But the thought of having to go away did not seem so terrible to her as it would have done a few months ago. Her courage had risen since then. She had “come to herself,” and she was reasonable both in her fears and her hopes, and so she repeated, as she laid her head on her pillow:

“I will be thankful and have patience and wait. And I will put my trust in God.”


Chapter Fifteen.

“She courtsied low, she spoke him fair,
She sent him on his way;
She said as she stood smiling there,
You’ve wealth, and wiles, and wisdom rare,
But I have won the day.”

Crombie did not leave the manse with an easy mind, and the more he thought of what he had said, and what he had not said there, the more uneasy he became. He was in a quandary, he told himself, putting the accent on the last “a.” To his surprise and consternation he found himself in doubt as to the course he ought to pursue.

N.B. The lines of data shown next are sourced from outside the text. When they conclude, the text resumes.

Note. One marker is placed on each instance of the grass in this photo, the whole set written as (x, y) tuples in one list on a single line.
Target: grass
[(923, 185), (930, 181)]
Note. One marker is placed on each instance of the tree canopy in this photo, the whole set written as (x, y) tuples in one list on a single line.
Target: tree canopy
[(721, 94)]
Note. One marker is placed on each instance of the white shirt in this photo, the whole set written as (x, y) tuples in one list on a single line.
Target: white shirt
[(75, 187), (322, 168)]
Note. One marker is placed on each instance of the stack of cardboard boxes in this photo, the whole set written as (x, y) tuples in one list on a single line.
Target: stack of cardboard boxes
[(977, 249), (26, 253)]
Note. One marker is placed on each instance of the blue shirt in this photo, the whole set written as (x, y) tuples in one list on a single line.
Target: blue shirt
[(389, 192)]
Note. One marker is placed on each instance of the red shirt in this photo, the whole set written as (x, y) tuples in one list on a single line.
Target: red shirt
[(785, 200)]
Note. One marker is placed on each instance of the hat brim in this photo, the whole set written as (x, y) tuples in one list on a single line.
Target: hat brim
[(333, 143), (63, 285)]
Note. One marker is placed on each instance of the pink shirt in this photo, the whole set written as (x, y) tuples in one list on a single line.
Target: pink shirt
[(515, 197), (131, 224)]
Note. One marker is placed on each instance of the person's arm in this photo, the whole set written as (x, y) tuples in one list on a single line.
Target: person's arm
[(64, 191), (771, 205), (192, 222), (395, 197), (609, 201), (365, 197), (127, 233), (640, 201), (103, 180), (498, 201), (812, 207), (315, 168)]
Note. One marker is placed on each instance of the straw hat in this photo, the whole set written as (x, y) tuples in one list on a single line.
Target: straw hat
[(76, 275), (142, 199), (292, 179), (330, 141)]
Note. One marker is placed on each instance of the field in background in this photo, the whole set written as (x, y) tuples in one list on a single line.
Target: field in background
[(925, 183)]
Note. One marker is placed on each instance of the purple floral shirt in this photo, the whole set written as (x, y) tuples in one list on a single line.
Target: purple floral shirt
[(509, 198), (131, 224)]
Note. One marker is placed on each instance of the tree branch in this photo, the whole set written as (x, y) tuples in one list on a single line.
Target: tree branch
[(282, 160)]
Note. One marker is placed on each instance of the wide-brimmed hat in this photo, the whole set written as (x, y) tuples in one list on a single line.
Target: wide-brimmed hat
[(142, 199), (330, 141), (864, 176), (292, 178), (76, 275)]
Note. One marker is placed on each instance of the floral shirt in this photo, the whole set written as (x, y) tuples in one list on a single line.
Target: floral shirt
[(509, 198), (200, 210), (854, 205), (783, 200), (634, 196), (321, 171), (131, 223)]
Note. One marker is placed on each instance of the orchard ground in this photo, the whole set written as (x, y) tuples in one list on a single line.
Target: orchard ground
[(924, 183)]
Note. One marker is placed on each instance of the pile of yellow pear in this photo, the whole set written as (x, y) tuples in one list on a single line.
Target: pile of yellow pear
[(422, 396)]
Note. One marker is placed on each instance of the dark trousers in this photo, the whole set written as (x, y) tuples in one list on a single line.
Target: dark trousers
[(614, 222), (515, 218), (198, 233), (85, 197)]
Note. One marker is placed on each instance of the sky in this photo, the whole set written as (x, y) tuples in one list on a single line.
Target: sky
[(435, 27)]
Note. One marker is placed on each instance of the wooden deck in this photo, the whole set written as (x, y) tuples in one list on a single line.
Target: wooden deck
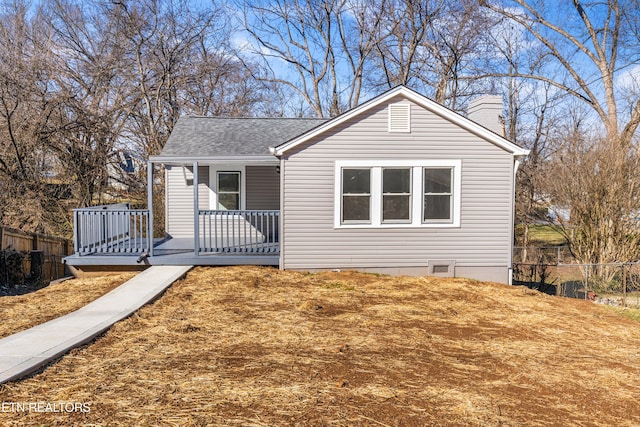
[(117, 235), (178, 251)]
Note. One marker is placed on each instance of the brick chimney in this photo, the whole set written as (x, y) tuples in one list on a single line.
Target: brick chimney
[(486, 110)]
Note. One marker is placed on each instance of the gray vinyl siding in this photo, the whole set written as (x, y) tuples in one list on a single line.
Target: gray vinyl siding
[(179, 198), (483, 240), (263, 188)]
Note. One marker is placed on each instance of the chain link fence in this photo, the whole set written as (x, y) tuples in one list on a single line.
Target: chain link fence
[(613, 284)]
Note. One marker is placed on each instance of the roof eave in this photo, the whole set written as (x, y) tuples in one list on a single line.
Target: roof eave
[(188, 160)]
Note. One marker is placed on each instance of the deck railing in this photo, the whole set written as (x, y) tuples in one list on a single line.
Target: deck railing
[(239, 231), (111, 229)]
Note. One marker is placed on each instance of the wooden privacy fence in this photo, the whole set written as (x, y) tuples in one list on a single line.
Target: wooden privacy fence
[(47, 250)]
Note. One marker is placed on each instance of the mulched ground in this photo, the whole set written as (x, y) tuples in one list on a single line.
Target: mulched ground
[(251, 346)]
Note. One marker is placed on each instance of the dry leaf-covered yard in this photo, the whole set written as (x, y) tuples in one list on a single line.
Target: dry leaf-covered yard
[(260, 347)]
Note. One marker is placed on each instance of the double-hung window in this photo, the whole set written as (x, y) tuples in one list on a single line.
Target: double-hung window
[(228, 190), (356, 195), (400, 193), (438, 196), (396, 195)]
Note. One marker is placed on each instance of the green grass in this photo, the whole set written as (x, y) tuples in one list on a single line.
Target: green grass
[(542, 235)]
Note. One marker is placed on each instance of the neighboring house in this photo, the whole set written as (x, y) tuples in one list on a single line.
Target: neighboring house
[(399, 185)]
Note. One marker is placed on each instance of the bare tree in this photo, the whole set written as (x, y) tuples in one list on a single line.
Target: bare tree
[(28, 106), (589, 46), (316, 49), (600, 182)]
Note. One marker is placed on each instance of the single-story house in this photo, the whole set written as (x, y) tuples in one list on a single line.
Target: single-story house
[(399, 185)]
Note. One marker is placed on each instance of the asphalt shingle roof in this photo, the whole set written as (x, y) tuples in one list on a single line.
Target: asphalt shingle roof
[(223, 137)]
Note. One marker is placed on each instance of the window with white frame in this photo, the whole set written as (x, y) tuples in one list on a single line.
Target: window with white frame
[(438, 197), (228, 184), (403, 193), (396, 195), (356, 195)]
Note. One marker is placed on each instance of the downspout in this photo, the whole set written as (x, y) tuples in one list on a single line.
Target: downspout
[(281, 216), (196, 204), (516, 165), (150, 206)]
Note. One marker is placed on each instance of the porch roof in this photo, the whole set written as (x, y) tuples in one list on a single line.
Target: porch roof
[(198, 137)]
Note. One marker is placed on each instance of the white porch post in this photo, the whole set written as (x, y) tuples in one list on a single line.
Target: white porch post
[(150, 206), (196, 204)]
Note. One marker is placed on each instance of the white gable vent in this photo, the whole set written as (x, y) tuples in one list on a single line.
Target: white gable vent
[(399, 118)]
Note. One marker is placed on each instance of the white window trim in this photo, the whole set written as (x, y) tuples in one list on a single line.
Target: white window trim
[(416, 192), (213, 183)]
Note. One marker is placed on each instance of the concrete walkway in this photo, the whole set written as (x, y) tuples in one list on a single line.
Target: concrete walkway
[(27, 351)]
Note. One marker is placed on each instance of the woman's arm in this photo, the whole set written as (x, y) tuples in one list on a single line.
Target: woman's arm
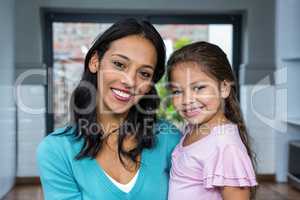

He had gone to the manse with the full intention of asking the minister’s lass whether she were the wife of the man whom he had seen “glowering at the new headstane” in the kirkyard of Kilgower, and of putting it to her conscience whether she was not breaking the laws of God and man by keeping herself hidden out of his way.

But he had not asked her. He could not do it. He had come away without a word, and now he was saying to himself that the man who through soft-heartedness, or through the influence of carnal affection, suffered sin in another, thus being unfaithful to a sinful soul in danger, was himself a sinner. He ought to have spoken, he told himself. He could not be called upon to tell the story to another, but to Allison herself he should have spoken. If her conscience needed to be wakened, he sinned against her in keeping silence. It might have been to prepare him for this very work that he had been sent to lay his Eppie down in that faraway kirkyard.

Saunners stood still on the hillside when he got thus far. Ought he to go back again? He could not be sure. The thought of the first glimpse he had got that night of Allison sitting quiet and busy with her work, with a look of growing content upon her face that had once been so gloomy and sad, came back to him, and he moved on again.